# UK Soap and Drama Discussion > Hollyoaks > The Rumour Mill >  Save Justin!!!

## myvoice

Rumour has it that the Taylor-Burtons are being axed. 

This is a campaign to save Justin. Sign your support here... Thanks!!! 

 :Cheer:   :Cheer:   :Cheer:   :Cheer:

----------


## Chris_2k11

They're being axed!??   :EEK!:  Where did you hear this?

----------


## .:Kitz:.

What?!?! they can't aze Justin....noooooo!!

----------


## di marco

noooooo they cant axe justin, i wont let them! axe all the others as i dont really like them, but justin has to stay

----------


## myvoice

This campaign has been renamed Justice for Justin!!!

----------


## leo_is_so_fit!!

Dannielle - Save JUSTIN!!!!!!!

----------


## Debs

> Rumour has it that the Taylor-Burtons are being axed. 
> 
> This is a campaign to save Justin. Sign your support here... Thanks!!!


whats your source please??

----------


## Debs

im going to move thie to the rumour mill until we have a source!

----------


## gbnut

i think this is rubbish as they are ment to have big storylines coming up for the family eg the pregnancys.

----------


## myvoice

My source - it was in the metro

----------


## Bad Wolf

the parents are really annoying as are those twins- they were much better when partnered with max and ob

----------


## Emmak2005

> Rumour has it that the Taylor-Burtons are being axed. 
> 
> This is a campaign to save him. Sign your support here... Thanks!!!
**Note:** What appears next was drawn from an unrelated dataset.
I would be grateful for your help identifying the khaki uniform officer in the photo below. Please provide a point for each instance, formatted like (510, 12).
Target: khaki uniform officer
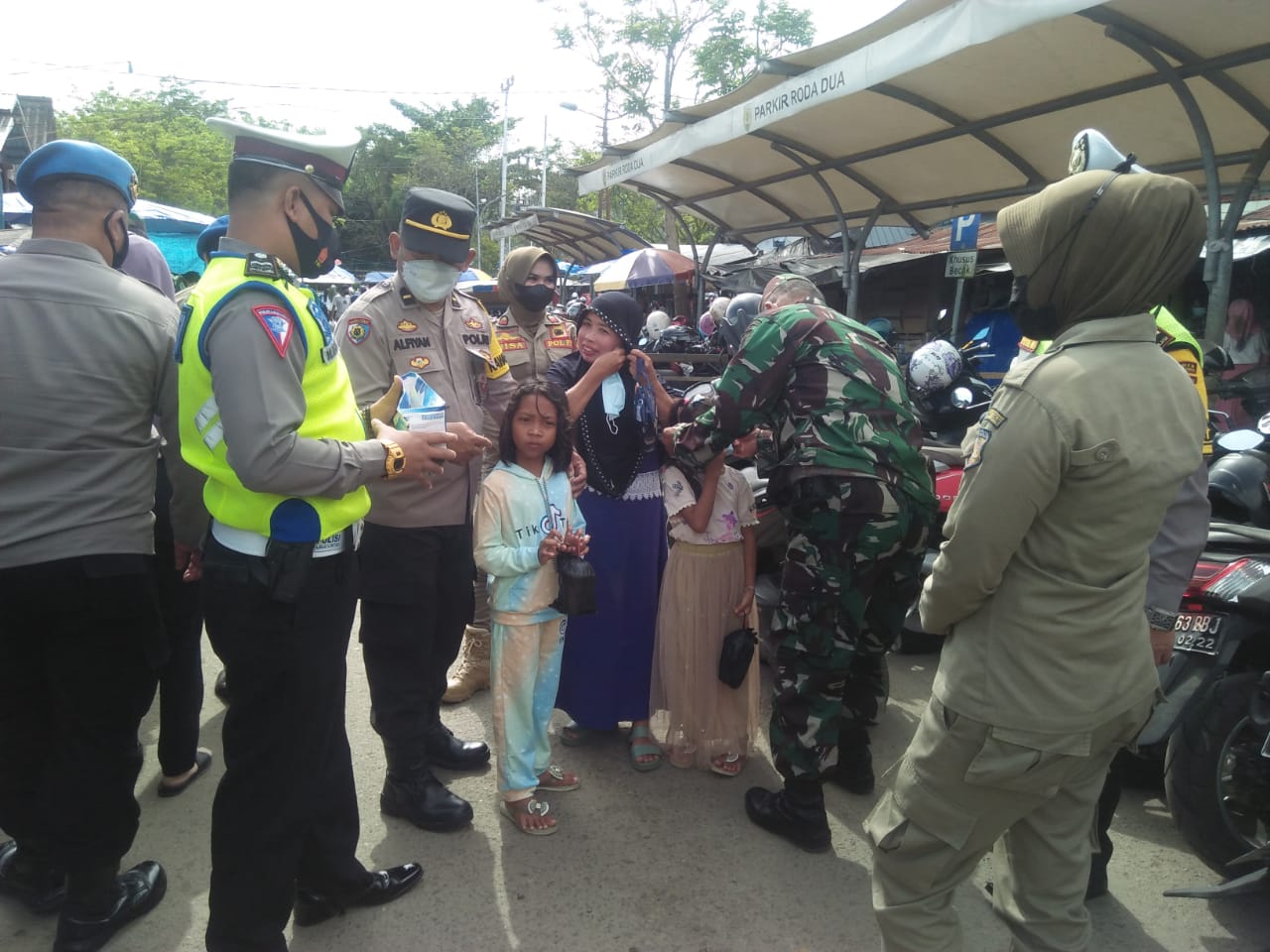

 Oh yes I definately want to save sexy Justin. Plus Chris Fountain who plays him has the potential to become a really good actor - not just in soap, but in whatever future acting job he gets. Ditch the twins, however.Or just keep one - as they're both alike anyway. You don't need them both. Have you noticed that the characters of Liz & Richard rarely appear in the same episode together anymore. It's usually one of each with Justin, Darlene, Ali, Mel & Sophie.  :Lol: I meant to put sexy Justin - not the 3 letter word s*x. And now I have a warning for it.

----------


## di marco

> Ditch the twins, however.Or just keep one - as they're both alike anyway.


if you have to keep one, keep mel as shes a bit more interesting than sophie

----------


## Rach33

Save Justin he's cute

----------


## Abbie

you have to save justin

----------


## ameliauk1

SAVE JUSTIN hes really great

----------


## Penguin8191

Yeh please save justin hes gorgeous and chris is a great actor!

----------


## Bryan

> i think this is rubbish as they are ment to have big storylines coming up for the family eg the pregnancys.


the pregancys???

bondboffin

----------


## di marco

> the pregancys???
> 
> bondboffin


yeh there was a rumour about liz and darlene getting pregnant but that was ages ago so dont know if its true?

----------


## Snow Plough

i thought darlene was gonna get pregnanant. maybe thats the reason why they leave?

----------


## Georgie

------>save Justin <------

----------


## Dr. Tangliss

I agree, he should remain.

----------


## emma_strange

He so shouldnt leave!

----------


## Chris_2k11

Justin's one of the best actors on the show!

----------


## di marco

> Justin's one of the best actors on the show!


i agree!  :Smile:

----------